Incidences s’est construit en quatre temps. J’ai d’abord réalisé un film par an sur trois années consécutives avant de rassembler ces trois films dans un dernier montage. Je filmais des paysages avec différentes caméras, en amateur, constituant un journal. Il manquait néanmoins à mes yeux une figure humaine autour de laquelle ces paysages graviteraient. Je vivais avec Chloé Pechoultres qui est devenue assez naturellement cette figure manquante autour de laquelle articuler le film.


Des fragments de poèmes d’Emily Dickinson résonnent crescendo avec ces plans. Qu’est-ce qui vous intéressait dans son œuvre ? Comment avez-vous sélectionné ces textes et pourquoi les donner à lire à l’écran ?

Les poèmes d’Emily Dickinson sont apparus tardivement. Il se trouve que pour elle, tout est poésie, la poésie est inspirée de la vie ordinaire. C’est également un principe actif de mon film, comme pour des cinéastes que j’ai beaucoup regardés, je pense par exemple à Jonas Mekas ou, d’une autre manière, à Jean Eustache. L’écriture d’Emily Dickinson joue de la suspension, du contraste entre le proche et le lointain, elle questionne la présence, pose le sujet mortel face à l’éternité divine. L’amour chez elle est de l’ordre du religieux et la lumière tient donc une place centrale dans le décor qu’elle crée. Elle est connue pour avoir eu une vie assez solitaire dont la limite est le jardin et l’imagination. J’ai ainsi projeté au fil de ma lecture de ses œuvres complètes les séquences que j’avais déjà montées autour de Chloé Pechoultres, qui en devenait le double par substitution. Je donne les textes à lire à l’écran pour que le spectateur puisse faire l’expérience d’une réversibilité entre des images et des mots, choisissant les poèmes à l’aune des ressemblances que j’y trouvais entre son écriture littéraire et mon écriture cinématographique.
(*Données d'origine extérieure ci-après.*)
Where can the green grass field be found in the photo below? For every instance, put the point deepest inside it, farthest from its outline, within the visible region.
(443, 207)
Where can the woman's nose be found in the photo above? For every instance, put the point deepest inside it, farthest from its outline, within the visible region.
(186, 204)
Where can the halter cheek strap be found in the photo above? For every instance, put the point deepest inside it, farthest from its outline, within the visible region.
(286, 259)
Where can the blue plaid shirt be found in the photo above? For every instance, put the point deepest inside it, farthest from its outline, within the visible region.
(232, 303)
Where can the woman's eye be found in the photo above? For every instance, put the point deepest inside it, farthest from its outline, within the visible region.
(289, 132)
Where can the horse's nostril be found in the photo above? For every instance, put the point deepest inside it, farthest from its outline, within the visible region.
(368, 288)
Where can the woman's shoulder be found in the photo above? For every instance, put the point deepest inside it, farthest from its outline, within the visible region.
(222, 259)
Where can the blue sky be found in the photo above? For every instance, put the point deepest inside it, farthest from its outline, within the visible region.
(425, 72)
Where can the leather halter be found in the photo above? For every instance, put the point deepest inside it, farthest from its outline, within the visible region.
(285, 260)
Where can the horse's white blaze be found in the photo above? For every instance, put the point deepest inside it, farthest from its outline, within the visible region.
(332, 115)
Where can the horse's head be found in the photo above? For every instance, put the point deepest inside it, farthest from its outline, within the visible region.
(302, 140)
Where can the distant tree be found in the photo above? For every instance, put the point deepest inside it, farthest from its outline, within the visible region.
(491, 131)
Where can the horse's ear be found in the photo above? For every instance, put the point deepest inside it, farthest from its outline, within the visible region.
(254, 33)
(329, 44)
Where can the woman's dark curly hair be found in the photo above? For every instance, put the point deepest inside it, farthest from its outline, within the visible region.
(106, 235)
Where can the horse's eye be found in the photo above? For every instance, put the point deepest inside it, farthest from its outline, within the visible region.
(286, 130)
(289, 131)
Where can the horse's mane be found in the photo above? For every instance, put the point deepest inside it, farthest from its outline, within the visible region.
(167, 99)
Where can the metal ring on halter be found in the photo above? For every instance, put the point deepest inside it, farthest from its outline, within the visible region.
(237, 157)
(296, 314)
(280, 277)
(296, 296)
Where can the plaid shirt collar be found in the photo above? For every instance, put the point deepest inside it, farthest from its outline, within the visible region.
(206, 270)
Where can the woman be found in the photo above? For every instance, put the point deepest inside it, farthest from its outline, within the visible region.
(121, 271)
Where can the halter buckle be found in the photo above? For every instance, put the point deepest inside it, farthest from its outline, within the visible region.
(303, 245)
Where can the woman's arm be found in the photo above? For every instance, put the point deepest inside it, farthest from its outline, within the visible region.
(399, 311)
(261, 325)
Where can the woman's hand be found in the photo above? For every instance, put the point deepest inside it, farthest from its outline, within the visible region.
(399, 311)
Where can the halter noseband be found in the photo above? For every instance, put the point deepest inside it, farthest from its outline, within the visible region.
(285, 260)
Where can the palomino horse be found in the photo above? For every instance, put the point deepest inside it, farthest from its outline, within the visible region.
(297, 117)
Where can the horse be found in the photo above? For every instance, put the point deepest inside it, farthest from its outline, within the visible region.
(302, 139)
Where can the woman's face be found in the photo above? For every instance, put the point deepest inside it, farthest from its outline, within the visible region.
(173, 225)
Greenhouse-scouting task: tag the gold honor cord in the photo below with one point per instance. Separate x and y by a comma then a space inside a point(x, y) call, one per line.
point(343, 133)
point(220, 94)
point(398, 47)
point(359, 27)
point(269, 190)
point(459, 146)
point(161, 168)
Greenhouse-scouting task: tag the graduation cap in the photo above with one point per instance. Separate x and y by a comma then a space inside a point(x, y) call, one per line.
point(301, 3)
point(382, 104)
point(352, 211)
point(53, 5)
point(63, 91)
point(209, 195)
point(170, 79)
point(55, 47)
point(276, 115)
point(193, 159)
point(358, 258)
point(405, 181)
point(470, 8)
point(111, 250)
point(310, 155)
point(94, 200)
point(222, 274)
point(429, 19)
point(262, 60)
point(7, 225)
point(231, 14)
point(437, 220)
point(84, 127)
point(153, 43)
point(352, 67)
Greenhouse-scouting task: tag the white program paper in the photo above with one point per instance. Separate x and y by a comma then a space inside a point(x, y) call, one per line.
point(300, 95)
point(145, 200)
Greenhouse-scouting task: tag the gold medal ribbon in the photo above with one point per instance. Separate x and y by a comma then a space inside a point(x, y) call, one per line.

Vous alternez des plans tournés en numérique et en argentique, en couleur et en noir et blanc. Comment avez-vous travaillé l’image avec Chloé Pechoultres ?

J’ai d’abord travaillé l’image, seul ; Chloé Pechoultres étant mon modèle – au sens bressonien du terme. Les différentes caméras m’ont permis d’accumuler et monter des points de vue variés, dissociés par leur format, sans pour autant leur assigner un rôle narratif particulier. Chloé Pechoultres est intervenue pour clôturer le tournage. Dans la mesure où elle avait assisté à l’élaboration du film et même à ma découverte du cinéma en général, elle savait quoi enregistrer et, sans trop de consignes, elle est revenue avec des rushes parmi lesquels j’ai sélectionné des images qui se liaient aux miennes. Ainsi, son regard a fabriqué celui de son propre personnage.


Le travail sur le son accentue l’impression de réminiscences d’instants vécus. Comment l’avez-vous conçu ?

Si les textes d’Emily Dickinson structurent le film, le son en est l’élément conducteur. Un son lancé sur une image peut en appeler une nouvelle, participer à l’unité d’une séquence, introduire une dialectique entre ce qui est entendu, ce qui est vu et ce qui est lu. L’image est d’abord une surface qui peut renvoyer à celle de la page mais le son agit plus immédiatement en profondeur, il change la perception des surfaces en question, produire leur hors champ. Puisque je travaille majoritairement en Super 8, le son est souvent enregistré séparément des images, mais prélevé dans les mêmes conditions. Xavier Fontanier, compositeur, a participé à l’élaboration sonore de la première partie du film qui a donné le ton pour la suite du montage.


Le film passe par des apparitions et des disparitions, de l’ombre à la lumière.

Comment avez-vous créé ce rythme au montage ?

Comme le tournage, le montage est empirique et les décisions sont souvent liées à des raisons sensibles qui devaient permettre une fluidité du cours du temps malgré les fragments disparates qui composent le film. Le fait qu’il était d’abord composé de trois parties a produit trois mouvements intrinsèques même s’il ne s’agissait pas d’un simple bout à bout. Le montage est construit comme une apparition suivie d’une disparition, ou plutôt d’une dissolution, et alors d’un retour.


Comment interpréter le titre, Incidences ?

Comme l’indique le pluriel, dans tous les sens du terme.